Article by Mark Lowe
In September 1982, the English punk rock band The Clash released one of their most successful songs: “Should I Stay Or Should I Go?”
Fast forward almost exactly forty years and this is exactly the question that a number of individuals are asking themselves in regards to visiting Nigeria.
Over the past weekend both the United States and the United Kingdom issued travel warnings regarding possible terrorist attacks.
The U.S. Embassy in Nigeria specified that “there is an elevated risk of terror attacks in Nigeria, specifically Abuja“, adding that shopping malls, law enforcement facilities and international organisations were amongst potential targets.
Both Washington and London believe that other potential targets include government buildings, places of worship and schools and have advised their citizens to stay alert due to an “increased threat of terrorist attacks in Abuja” warning that “Attacks could be indiscriminate and could affect western interests.”
So what should be done in the case of having a business meeting planned over the next few days or having accepted an invitation to speak next Thursday at an international conference in Abuja?
How do you answer the question “Should I Stay Or Should I Go?”
The first step would seem the most obvious: what does our Travel Security Policy state and what do our Travel Risk Management procedures stipulate?
Without any doubt, the first evaluation that an organisation’s Travel Risk Management procedures will specify is “Can the trip be postponed?” Only after this will the procedures move on to the risk/benefit ratio which will then be evaluated in accordance to the organisation’s risk appetite.
Obviously before any risk/benefit ratio can be calculated reliable, precise and updated information is required and this is where a major hurdle might have to be addressed: do we have access to this information?
Assuming that access to said information is available the next step will be to evaluate the additional security measures that the current situation requires.
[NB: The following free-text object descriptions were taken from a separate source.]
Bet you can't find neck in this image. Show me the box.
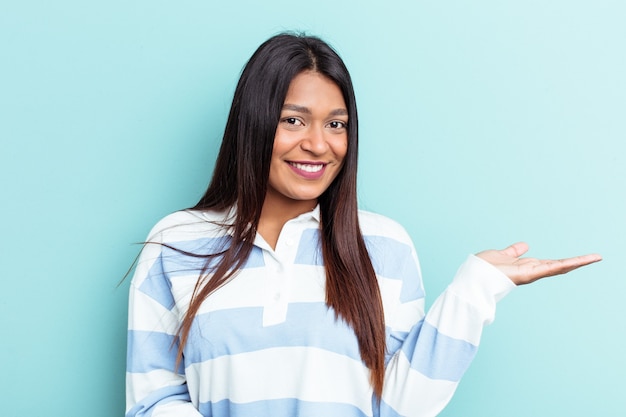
[257,190,316,250]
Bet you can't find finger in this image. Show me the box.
[531,254,603,278]
[554,253,603,269]
[500,242,529,259]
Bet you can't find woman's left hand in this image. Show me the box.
[476,242,602,285]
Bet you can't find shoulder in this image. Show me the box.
[130,209,233,286]
[145,208,233,244]
[357,209,414,247]
[358,210,423,291]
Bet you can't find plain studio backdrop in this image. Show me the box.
[1,1,624,416]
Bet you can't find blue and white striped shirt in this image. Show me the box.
[126,207,514,417]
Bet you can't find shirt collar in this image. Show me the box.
[297,204,320,223]
[199,203,321,237]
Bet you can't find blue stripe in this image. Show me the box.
[138,254,175,310]
[138,238,265,309]
[364,235,424,302]
[377,399,403,417]
[198,398,370,417]
[385,329,409,365]
[160,237,265,277]
[125,384,191,417]
[183,303,361,364]
[401,320,477,381]
[126,330,183,374]
[293,231,423,303]
[293,228,323,265]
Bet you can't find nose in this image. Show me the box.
[300,125,329,155]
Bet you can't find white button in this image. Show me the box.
[273,292,281,302]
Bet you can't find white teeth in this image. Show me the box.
[291,162,324,173]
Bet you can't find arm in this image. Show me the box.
[379,240,600,417]
[380,254,514,417]
[126,238,203,417]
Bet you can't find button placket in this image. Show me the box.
[261,221,302,326]
[262,256,289,326]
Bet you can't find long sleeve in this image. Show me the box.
[357,211,515,417]
[126,232,203,417]
[379,254,515,417]
[126,208,515,417]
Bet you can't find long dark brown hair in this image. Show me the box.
[179,33,386,397]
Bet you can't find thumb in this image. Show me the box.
[500,242,530,258]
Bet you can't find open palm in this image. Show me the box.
[476,242,602,285]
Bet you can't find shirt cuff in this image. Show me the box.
[448,254,516,321]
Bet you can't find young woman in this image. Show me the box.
[125,33,601,417]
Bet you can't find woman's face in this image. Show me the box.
[266,70,348,208]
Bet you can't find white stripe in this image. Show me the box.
[387,299,425,333]
[131,245,162,288]
[174,266,327,316]
[424,289,487,345]
[379,277,425,333]
[151,401,203,417]
[146,210,230,243]
[126,369,188,409]
[289,264,326,302]
[150,401,203,417]
[359,211,414,245]
[185,347,373,414]
[169,268,421,322]
[425,255,515,344]
[129,287,180,334]
[383,352,457,417]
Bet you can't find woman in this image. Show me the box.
[125,33,600,417]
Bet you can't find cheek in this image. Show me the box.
[271,130,297,157]
[334,139,348,161]
[332,142,348,174]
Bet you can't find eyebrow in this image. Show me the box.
[282,104,348,116]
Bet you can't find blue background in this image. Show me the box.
[1,1,624,416]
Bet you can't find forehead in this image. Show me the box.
[283,71,346,110]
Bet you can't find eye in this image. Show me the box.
[327,120,348,129]
[281,117,304,126]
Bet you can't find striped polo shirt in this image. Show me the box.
[126,207,514,417]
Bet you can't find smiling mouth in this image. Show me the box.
[288,162,325,173]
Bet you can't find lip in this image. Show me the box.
[286,161,328,180]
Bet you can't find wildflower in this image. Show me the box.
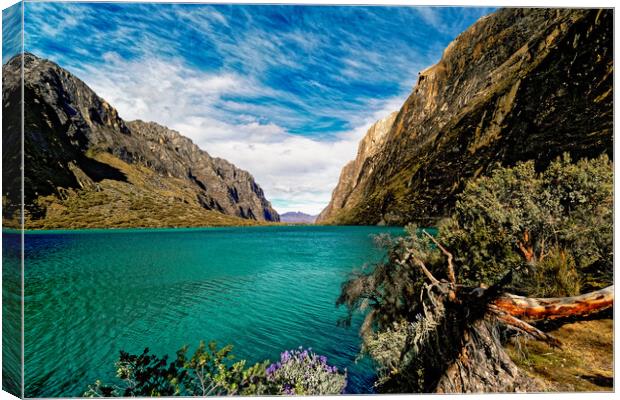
[266,363,279,377]
[264,347,347,395]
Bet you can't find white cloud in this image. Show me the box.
[415,7,445,32]
[74,54,405,215]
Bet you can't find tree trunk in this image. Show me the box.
[400,280,614,393]
[434,317,535,393]
[429,285,614,393]
[492,285,613,322]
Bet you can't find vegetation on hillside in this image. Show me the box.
[337,154,613,393]
[22,153,265,230]
[85,343,346,397]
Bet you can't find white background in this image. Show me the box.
[0,1,617,400]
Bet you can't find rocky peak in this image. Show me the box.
[22,52,130,143]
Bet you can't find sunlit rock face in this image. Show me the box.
[319,8,613,226]
[317,111,397,224]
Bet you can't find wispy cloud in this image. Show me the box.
[23,3,494,214]
[2,2,21,64]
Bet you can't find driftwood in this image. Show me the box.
[402,230,614,393]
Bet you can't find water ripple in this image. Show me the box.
[18,226,402,397]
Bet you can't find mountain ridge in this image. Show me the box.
[2,53,279,228]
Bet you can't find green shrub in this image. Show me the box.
[85,342,346,396]
[515,246,581,297]
[440,153,612,293]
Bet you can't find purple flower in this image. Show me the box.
[283,384,295,395]
[324,365,338,373]
[266,363,279,377]
[319,355,327,364]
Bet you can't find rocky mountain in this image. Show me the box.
[280,212,317,224]
[318,8,613,226]
[2,53,279,228]
[317,112,397,223]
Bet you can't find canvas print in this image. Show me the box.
[1,1,614,397]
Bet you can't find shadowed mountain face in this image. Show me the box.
[318,8,613,226]
[2,53,279,228]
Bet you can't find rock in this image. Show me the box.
[316,112,397,223]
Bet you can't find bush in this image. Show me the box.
[516,246,581,297]
[265,347,347,395]
[337,226,441,335]
[85,342,346,396]
[440,153,612,294]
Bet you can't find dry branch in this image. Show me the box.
[422,229,456,284]
[487,304,562,348]
[414,259,440,285]
[492,285,614,322]
[403,251,440,285]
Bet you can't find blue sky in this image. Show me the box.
[2,2,21,64]
[20,2,493,214]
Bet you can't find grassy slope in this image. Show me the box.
[507,318,613,392]
[25,152,266,230]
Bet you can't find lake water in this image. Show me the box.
[9,225,402,397]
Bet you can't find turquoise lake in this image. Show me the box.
[10,225,403,397]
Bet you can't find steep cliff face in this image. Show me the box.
[126,120,279,222]
[2,53,279,228]
[317,112,397,223]
[320,8,613,226]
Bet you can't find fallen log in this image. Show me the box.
[492,285,614,322]
[487,304,562,348]
[401,236,614,393]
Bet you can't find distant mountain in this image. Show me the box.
[280,212,317,224]
[318,8,612,225]
[2,53,279,229]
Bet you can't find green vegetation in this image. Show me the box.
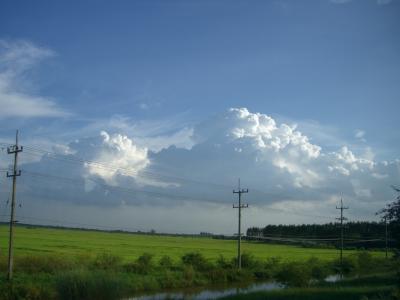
[247,221,398,249]
[0,225,387,262]
[0,225,395,300]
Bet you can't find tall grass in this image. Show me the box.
[0,250,395,300]
[55,270,128,300]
This will in part be covered in the organisation’s Travel Risk Management procedures but in all probability local expert advice will be required. Does your organisation have access to specialist support in Abuja?
What the American and British travel alert highlights is that, even if insecurity is a well-known and understood problem in Nigeria, the situation can deteriorate from one day to the next and therefore organisations with local interests must absolutely have access to specialist advice and support.
Hopefully, one memorable line from Mick Jones’ 1982 hit will not always be the case but it is worth bearing in mind and reflecting on before making the decision to travel: “If I go, there will be trouble.”
When your trip is only two days away and your visa expires in thirty days time, it’s too late to start looking for the necessary advice and assistance. Make certain that you have a reliable advisor who will keep you out of Jones’ “trouble”.